The US Food and Drug Administration said it has issued emergency use authorization for the Symbiotica Covid-19 Self-Collected Antibody Test System.
The test system lets people know if they have been infected in the past with coronavirus.
It is the first to use home collected dried blood spot samples, which are then sent to a Symbiotica, Inc. laboratory to be analyzed.
“The authorization of the first prescription use, home collection antibody test will play an important role in helping health care professionals identify individuals who have developed an adaptive immune response from a recent or prior Covid-19 infection,” Dr. Jeff Shuren, director of the FDA’s Center for Devices and Radiological Health, said in a statement Tuesday.

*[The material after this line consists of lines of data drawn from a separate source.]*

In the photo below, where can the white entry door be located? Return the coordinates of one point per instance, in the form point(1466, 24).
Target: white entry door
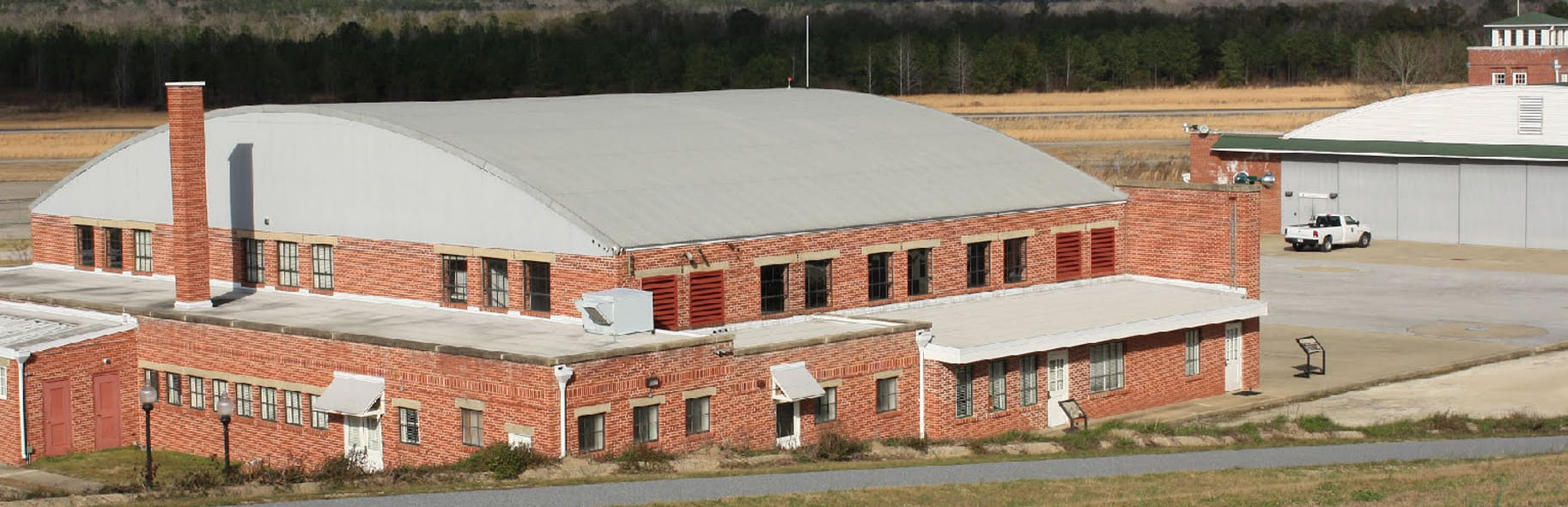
point(362, 438)
point(786, 423)
point(1055, 387)
point(1233, 357)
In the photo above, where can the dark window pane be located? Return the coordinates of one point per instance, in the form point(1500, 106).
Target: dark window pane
point(1013, 260)
point(817, 282)
point(878, 277)
point(979, 263)
point(919, 271)
point(774, 288)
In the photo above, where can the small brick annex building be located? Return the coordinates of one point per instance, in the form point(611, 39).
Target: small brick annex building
point(406, 282)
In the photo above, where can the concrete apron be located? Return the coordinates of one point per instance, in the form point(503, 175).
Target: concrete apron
point(1357, 360)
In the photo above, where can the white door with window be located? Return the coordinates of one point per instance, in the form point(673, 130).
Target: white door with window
point(362, 440)
point(786, 423)
point(1055, 387)
point(1233, 357)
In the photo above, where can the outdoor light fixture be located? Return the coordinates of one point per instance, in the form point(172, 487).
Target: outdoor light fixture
point(149, 395)
point(225, 408)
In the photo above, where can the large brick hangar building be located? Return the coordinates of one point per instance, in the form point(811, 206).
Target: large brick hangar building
point(404, 281)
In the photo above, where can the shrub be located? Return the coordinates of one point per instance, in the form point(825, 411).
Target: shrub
point(342, 468)
point(502, 461)
point(643, 459)
point(909, 442)
point(837, 448)
point(1316, 423)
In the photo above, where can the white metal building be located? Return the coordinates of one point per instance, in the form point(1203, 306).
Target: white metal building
point(1480, 165)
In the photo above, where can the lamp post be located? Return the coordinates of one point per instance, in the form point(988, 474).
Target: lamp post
point(149, 395)
point(225, 407)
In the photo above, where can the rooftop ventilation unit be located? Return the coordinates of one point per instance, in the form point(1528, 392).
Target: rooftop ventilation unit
point(617, 311)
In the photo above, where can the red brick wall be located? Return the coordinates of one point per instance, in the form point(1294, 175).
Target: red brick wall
point(76, 364)
point(189, 180)
point(1535, 62)
point(1222, 166)
point(512, 393)
point(413, 271)
point(1184, 232)
point(1156, 374)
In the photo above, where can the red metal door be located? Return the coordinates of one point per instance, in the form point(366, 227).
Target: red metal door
point(57, 418)
point(106, 410)
point(665, 311)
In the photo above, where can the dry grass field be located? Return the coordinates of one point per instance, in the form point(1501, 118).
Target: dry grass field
point(79, 118)
point(1161, 99)
point(1142, 127)
point(1520, 480)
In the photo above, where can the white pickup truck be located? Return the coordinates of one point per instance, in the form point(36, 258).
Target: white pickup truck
point(1325, 232)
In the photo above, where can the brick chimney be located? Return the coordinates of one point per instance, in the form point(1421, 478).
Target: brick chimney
point(189, 182)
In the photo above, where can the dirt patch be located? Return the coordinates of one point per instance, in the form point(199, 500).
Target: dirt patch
point(1327, 269)
point(1476, 330)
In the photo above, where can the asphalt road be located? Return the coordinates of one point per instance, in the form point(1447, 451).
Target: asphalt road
point(1148, 113)
point(634, 493)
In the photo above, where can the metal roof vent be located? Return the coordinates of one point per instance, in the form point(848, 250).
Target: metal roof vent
point(1532, 116)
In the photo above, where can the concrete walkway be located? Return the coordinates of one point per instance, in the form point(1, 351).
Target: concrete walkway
point(675, 490)
point(22, 480)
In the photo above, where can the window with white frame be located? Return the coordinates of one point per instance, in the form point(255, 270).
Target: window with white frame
point(143, 239)
point(888, 395)
point(963, 391)
point(243, 401)
point(698, 415)
point(1106, 366)
point(408, 425)
point(472, 427)
point(1194, 340)
point(829, 406)
point(269, 404)
point(998, 385)
point(645, 423)
point(322, 267)
point(1029, 376)
point(590, 432)
point(317, 415)
point(198, 393)
point(288, 263)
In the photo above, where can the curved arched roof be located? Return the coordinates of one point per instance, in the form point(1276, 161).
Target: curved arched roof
point(651, 169)
point(1471, 115)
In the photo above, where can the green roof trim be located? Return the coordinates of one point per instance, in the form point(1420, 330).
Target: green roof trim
point(1269, 144)
point(1529, 19)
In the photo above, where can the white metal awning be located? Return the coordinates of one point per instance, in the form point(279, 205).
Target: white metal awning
point(351, 395)
point(793, 382)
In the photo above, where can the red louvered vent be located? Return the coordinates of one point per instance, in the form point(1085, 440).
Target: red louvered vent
point(708, 298)
point(1103, 252)
point(665, 311)
point(1070, 256)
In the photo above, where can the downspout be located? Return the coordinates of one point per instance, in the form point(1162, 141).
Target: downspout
point(922, 337)
point(21, 396)
point(562, 376)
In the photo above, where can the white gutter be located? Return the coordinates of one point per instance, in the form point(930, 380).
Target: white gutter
point(21, 396)
point(922, 337)
point(562, 376)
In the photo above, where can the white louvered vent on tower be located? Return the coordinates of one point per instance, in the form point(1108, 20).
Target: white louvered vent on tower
point(1532, 116)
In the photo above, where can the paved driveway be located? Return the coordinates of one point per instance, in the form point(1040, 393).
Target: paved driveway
point(1338, 292)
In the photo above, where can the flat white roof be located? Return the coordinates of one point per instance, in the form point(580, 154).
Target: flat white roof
point(1074, 313)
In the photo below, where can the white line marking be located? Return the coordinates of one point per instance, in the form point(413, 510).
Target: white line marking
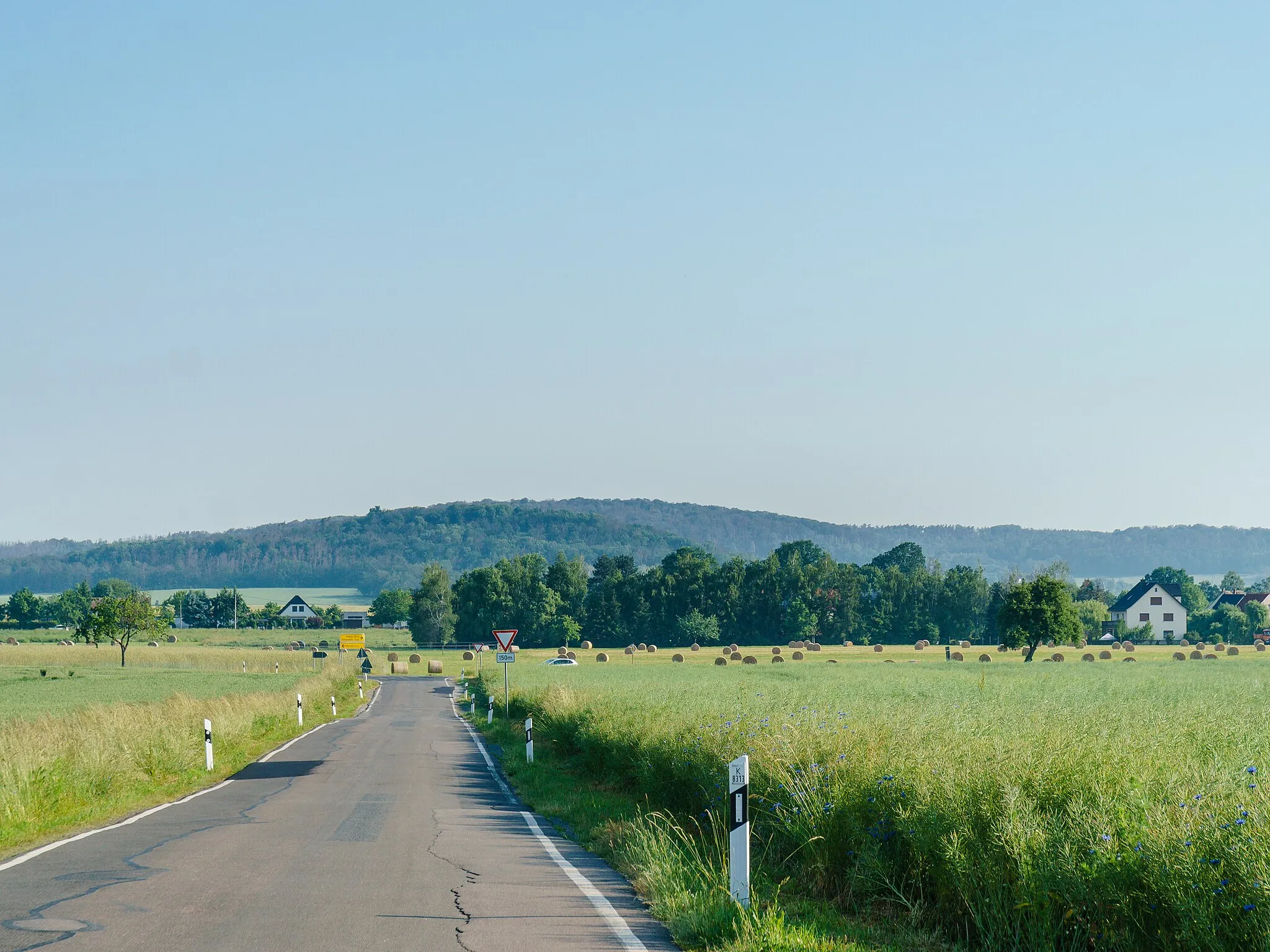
point(618, 926)
point(144, 814)
point(629, 940)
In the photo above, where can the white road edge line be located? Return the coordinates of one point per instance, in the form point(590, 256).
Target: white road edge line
point(618, 926)
point(144, 814)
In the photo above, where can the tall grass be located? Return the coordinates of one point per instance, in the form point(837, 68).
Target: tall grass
point(1013, 808)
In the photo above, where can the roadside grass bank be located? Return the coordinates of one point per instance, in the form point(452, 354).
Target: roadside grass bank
point(682, 873)
point(1059, 806)
point(64, 774)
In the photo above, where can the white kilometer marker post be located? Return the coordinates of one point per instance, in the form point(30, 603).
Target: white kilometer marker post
point(738, 828)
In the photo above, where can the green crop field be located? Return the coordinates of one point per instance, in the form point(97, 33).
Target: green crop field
point(1108, 805)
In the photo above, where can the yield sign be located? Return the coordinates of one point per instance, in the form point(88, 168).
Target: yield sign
point(505, 639)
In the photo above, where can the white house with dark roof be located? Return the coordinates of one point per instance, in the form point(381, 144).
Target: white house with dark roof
point(298, 611)
point(1152, 602)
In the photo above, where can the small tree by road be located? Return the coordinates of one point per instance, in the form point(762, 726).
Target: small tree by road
point(1036, 612)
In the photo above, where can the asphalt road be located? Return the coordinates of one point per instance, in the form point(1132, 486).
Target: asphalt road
point(383, 832)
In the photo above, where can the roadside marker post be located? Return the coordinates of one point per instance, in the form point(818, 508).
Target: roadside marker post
point(506, 656)
point(738, 829)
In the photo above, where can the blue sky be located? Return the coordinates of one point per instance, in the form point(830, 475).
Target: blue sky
point(881, 263)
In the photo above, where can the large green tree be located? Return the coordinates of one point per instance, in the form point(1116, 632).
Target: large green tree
point(432, 615)
point(1037, 612)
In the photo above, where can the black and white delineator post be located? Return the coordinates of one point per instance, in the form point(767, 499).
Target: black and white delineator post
point(738, 829)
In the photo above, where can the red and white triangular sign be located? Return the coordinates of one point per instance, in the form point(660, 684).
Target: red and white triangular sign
point(505, 639)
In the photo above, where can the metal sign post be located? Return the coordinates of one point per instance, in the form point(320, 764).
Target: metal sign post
point(505, 658)
point(738, 829)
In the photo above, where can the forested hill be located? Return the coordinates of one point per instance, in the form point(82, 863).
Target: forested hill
point(380, 549)
point(1206, 550)
point(390, 547)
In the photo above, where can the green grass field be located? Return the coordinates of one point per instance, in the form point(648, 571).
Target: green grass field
point(1002, 805)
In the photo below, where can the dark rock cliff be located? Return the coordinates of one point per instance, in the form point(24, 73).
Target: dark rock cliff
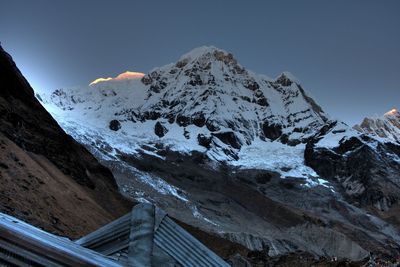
point(46, 177)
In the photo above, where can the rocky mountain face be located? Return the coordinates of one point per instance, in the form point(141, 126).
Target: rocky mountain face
point(47, 178)
point(252, 159)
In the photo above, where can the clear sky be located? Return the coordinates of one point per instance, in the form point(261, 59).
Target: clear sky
point(345, 52)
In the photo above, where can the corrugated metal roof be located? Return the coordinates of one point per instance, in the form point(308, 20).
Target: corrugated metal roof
point(24, 245)
point(168, 237)
point(146, 236)
point(183, 247)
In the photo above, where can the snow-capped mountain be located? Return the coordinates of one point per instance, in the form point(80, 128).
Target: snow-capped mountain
point(386, 126)
point(205, 102)
point(250, 158)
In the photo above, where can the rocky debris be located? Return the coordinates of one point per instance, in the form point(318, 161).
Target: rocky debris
point(228, 138)
point(364, 167)
point(204, 140)
point(271, 131)
point(114, 125)
point(159, 129)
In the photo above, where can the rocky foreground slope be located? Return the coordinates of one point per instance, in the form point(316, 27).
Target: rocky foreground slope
point(46, 177)
point(247, 157)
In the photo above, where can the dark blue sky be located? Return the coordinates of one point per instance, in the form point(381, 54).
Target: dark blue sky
point(346, 53)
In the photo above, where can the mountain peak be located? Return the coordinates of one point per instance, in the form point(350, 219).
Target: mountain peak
point(286, 79)
point(206, 54)
point(127, 75)
point(392, 112)
point(386, 126)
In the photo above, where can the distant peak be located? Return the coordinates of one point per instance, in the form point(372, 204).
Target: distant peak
point(286, 79)
point(392, 112)
point(200, 51)
point(208, 53)
point(127, 75)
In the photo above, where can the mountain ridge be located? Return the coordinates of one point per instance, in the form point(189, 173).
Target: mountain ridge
point(191, 135)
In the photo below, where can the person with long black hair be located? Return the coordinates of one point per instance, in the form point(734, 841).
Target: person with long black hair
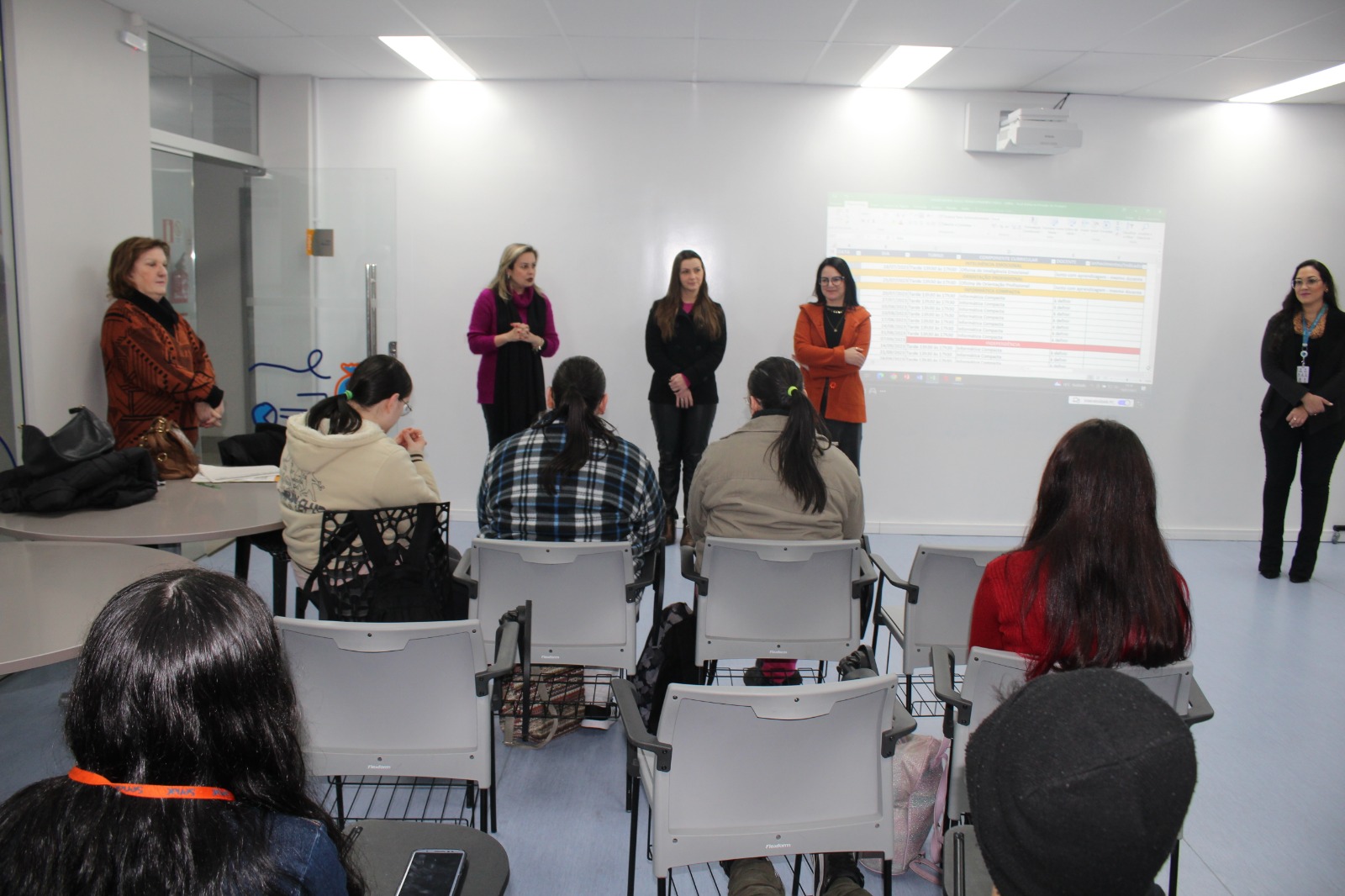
point(569, 477)
point(683, 342)
point(779, 477)
point(1093, 582)
point(338, 456)
point(511, 329)
point(188, 771)
point(831, 343)
point(1304, 409)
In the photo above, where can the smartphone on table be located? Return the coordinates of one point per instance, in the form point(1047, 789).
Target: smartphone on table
point(434, 872)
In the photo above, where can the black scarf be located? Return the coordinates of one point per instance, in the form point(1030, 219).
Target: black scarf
point(161, 311)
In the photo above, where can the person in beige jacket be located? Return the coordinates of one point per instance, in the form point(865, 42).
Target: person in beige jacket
point(338, 456)
point(778, 475)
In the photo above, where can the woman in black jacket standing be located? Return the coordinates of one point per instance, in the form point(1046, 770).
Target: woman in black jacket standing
point(1304, 362)
point(683, 342)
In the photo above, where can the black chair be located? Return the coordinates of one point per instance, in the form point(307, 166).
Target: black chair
point(393, 564)
point(252, 450)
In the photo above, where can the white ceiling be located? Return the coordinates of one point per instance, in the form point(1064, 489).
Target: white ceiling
point(1174, 49)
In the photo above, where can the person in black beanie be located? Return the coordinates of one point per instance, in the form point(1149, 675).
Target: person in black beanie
point(1079, 783)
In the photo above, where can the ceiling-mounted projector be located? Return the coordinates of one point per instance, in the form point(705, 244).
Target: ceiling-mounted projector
point(1039, 132)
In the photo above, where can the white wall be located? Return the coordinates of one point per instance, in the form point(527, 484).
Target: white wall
point(611, 179)
point(80, 152)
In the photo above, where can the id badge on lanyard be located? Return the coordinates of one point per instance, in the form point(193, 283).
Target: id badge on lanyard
point(1302, 372)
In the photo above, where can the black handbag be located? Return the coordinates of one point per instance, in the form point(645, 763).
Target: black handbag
point(84, 437)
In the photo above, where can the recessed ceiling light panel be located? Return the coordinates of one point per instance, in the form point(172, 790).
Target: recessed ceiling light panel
point(430, 57)
point(903, 65)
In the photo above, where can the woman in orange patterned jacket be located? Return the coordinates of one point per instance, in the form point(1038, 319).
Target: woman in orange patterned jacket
point(154, 362)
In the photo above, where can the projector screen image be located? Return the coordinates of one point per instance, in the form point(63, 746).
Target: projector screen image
point(1005, 293)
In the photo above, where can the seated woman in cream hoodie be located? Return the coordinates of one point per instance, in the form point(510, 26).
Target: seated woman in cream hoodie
point(338, 456)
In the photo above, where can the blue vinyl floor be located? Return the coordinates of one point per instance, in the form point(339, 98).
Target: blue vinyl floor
point(1266, 817)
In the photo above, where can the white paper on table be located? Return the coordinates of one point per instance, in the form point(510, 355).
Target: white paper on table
point(266, 472)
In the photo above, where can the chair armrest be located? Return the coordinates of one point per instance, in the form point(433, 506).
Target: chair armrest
point(636, 735)
point(868, 569)
point(912, 591)
point(463, 572)
point(703, 584)
point(650, 566)
point(901, 725)
point(943, 662)
point(1200, 708)
point(506, 649)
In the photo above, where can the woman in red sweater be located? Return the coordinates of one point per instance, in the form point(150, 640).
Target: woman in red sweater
point(1093, 584)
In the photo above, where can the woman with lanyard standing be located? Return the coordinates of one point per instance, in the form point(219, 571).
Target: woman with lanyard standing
point(683, 342)
point(831, 343)
point(1304, 362)
point(511, 329)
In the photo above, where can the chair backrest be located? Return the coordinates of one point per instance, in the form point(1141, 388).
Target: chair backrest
point(994, 674)
point(941, 614)
point(790, 599)
point(578, 591)
point(392, 698)
point(757, 771)
point(407, 577)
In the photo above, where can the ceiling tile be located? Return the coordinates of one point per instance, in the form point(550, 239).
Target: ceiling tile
point(771, 19)
point(936, 24)
point(1327, 94)
point(194, 19)
point(757, 61)
point(845, 64)
point(342, 18)
point(1113, 73)
point(1224, 78)
point(1215, 27)
point(625, 18)
point(372, 57)
point(484, 18)
point(1066, 24)
point(636, 58)
point(985, 69)
point(517, 58)
point(282, 55)
point(1322, 40)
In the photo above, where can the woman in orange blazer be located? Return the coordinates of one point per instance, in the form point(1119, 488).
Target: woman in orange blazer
point(831, 343)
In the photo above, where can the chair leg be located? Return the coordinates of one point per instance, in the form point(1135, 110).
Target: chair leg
point(636, 830)
point(279, 580)
point(242, 556)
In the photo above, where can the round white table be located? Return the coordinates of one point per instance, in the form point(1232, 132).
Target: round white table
point(182, 512)
point(53, 591)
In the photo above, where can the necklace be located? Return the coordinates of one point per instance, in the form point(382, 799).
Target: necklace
point(834, 315)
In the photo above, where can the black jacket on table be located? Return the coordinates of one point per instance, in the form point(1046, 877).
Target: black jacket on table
point(1325, 363)
point(690, 353)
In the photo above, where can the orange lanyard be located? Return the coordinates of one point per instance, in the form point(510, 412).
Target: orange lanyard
point(154, 791)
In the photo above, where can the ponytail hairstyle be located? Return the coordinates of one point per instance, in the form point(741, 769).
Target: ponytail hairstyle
point(778, 385)
point(377, 378)
point(578, 390)
point(706, 313)
point(501, 282)
point(1103, 572)
point(852, 288)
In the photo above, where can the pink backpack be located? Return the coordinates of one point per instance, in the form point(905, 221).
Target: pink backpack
point(919, 793)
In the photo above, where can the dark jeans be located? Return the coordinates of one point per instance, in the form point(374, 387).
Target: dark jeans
point(1282, 447)
point(683, 435)
point(847, 437)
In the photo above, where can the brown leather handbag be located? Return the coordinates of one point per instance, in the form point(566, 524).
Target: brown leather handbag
point(172, 454)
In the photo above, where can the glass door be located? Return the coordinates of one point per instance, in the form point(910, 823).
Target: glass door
point(315, 316)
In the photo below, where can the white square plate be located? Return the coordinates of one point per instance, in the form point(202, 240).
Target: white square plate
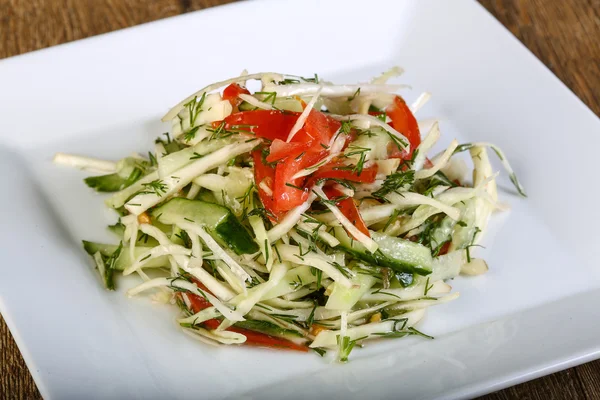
point(534, 312)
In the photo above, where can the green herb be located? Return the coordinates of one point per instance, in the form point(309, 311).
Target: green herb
point(343, 270)
point(157, 187)
point(189, 135)
point(345, 347)
point(278, 255)
point(399, 143)
point(293, 186)
point(266, 250)
point(391, 219)
point(319, 274)
point(380, 291)
point(362, 153)
point(270, 97)
point(346, 127)
point(468, 248)
point(394, 183)
point(109, 282)
point(153, 161)
point(195, 107)
point(319, 351)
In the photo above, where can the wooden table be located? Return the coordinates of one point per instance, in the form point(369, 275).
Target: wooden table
point(563, 34)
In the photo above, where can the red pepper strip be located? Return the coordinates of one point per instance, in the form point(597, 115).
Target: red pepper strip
point(404, 122)
point(232, 92)
point(349, 209)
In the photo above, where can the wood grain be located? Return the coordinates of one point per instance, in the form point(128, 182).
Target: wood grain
point(564, 35)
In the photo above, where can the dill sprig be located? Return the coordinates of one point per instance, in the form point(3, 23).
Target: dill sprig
point(394, 183)
point(361, 152)
point(194, 108)
point(157, 187)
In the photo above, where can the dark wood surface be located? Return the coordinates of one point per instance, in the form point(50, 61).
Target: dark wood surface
point(564, 34)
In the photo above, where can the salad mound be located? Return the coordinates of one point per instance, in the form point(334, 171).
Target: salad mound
point(305, 215)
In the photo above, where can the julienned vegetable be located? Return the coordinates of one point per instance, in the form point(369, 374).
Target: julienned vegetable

The test should not be used to diagnose or exclude acute SARS-CoV-2 infection, the FDA said.
The Covid-19 Self-Collected Antibody Test System has been authorized for prescription use with a fingerstick dried blood sample, either self-collected by people age 18 and up or collected by an adult for children ages 5 and up.
The performance of the test has not been established in people who have received a Covid-19 vaccine, the EUA says.
“The clinical significance of a positive or negative antibody result following Covid-19 vaccination has not been established, and the results from this assay should not be interpreted as an indication or degree of protection from infection after vaccination,” it says.